Teaching can be discouraging, but how else will young people get the history they need and in some cases want? The university is still the center of intellectual life in this country. It is a privileged place to work and study. But it is clearly not the only place to do those things. The historian Thomas Bender noted that research and advocacy groups are undermining the university’s presumed monopoly on knowledge. More authoritative knowledge is being developed outside of universities in opportunistic, interdisciplinary settings with different intellectual styles of making and disseminating history. This is an inevitable and essentially positive reaction to academics having made themselves irrelevant to their local communities. Beware, says Bender, if we cannot explain our work or its potential benefits to our non-academic friends and relatives (4).

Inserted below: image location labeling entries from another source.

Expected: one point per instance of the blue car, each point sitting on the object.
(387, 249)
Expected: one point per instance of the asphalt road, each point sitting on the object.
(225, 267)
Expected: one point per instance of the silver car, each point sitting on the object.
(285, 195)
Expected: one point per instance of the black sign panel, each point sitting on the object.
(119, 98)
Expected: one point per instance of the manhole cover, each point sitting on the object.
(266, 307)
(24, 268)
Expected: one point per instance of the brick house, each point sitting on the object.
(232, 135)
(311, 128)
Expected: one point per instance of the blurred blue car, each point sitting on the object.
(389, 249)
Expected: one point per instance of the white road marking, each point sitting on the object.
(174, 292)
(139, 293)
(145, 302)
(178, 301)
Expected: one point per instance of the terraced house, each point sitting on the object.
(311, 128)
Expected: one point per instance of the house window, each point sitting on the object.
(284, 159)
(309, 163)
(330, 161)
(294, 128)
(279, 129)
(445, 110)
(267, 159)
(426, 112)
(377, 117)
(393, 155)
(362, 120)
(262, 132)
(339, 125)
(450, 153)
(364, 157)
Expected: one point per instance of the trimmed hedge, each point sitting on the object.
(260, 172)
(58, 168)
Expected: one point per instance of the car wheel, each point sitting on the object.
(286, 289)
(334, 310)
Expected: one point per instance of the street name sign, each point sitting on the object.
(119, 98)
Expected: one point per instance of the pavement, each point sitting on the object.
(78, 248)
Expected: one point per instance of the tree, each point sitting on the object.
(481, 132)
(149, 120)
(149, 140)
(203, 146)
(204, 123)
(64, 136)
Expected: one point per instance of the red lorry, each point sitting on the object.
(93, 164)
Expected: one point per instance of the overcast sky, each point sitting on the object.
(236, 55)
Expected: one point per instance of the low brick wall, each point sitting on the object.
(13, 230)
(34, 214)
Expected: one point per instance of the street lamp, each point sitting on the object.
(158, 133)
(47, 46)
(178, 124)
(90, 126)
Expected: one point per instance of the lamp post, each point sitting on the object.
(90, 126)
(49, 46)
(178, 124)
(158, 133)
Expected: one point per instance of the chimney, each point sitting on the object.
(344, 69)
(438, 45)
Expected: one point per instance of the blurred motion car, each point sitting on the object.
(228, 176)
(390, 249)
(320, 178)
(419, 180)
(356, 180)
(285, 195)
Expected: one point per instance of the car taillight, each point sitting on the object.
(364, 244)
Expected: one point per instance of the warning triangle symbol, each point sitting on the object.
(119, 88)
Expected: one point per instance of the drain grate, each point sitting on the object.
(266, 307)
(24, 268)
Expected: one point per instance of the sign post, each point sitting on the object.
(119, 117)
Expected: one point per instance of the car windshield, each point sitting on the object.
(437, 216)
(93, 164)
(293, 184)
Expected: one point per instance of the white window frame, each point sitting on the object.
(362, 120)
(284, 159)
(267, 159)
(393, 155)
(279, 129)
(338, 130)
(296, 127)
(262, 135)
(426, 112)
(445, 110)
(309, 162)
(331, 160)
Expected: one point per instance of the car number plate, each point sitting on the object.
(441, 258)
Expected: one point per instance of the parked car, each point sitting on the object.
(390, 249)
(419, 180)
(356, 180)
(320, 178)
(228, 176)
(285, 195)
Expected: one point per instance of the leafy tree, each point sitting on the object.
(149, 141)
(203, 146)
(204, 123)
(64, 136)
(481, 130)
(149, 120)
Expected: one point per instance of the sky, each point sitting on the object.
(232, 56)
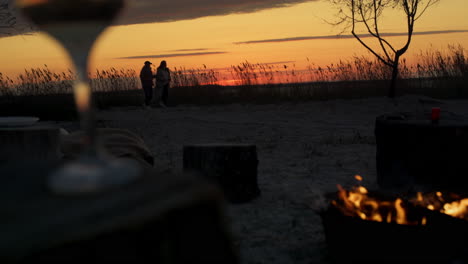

One antidote to this problem, besides speaking plainly and writing in accessible and involving ways, is to collaborate and interact with non-academic talent—with scientists and lawyers, poets, and longshoremen, to bring them into the academy and to venture out ourselves. There is a reciprocal benefit. Ideally, such contact can strengthen and sharpen the historical work of non-academics and enrich our own efforts to make sense of the past.

In sum, it’s time we begin to think differently about what it means to have a career in history—and to explode the notion that academia is something we are either in or out of. Not only is it possible to have a satisfying, engaged, and productive life as a historian on the margins of academia, but in so doing we can help to redefine and revitalize the historical profession.

Endnotes

  1. John Loughery, John Sloan: Painter and Rebel (New York: Henry Holt, 1995), 293.
  2. Karl Marx, “Theses on Feuerbach,” in Eugene Kamenka, ed., The Portable Marx (Harmondsworth: Penguin, 1983), 158.
  3. John Dewey, Experience and Nature (LaSalle, IL: Open Court, 1929), 9-10.
  4. Thomas Bender, “Locality and Worldliness,” American Council of Learned Societies Occasional Paper No. 40, “The Transformation of Humanistic Studies in the Twenty-first Century: Opportunities and Perils,” (1997). <http://www.acls.org/op40ben.htm>.

Vincent DiGirolamo is a lecturer in the History Department at Princeton University.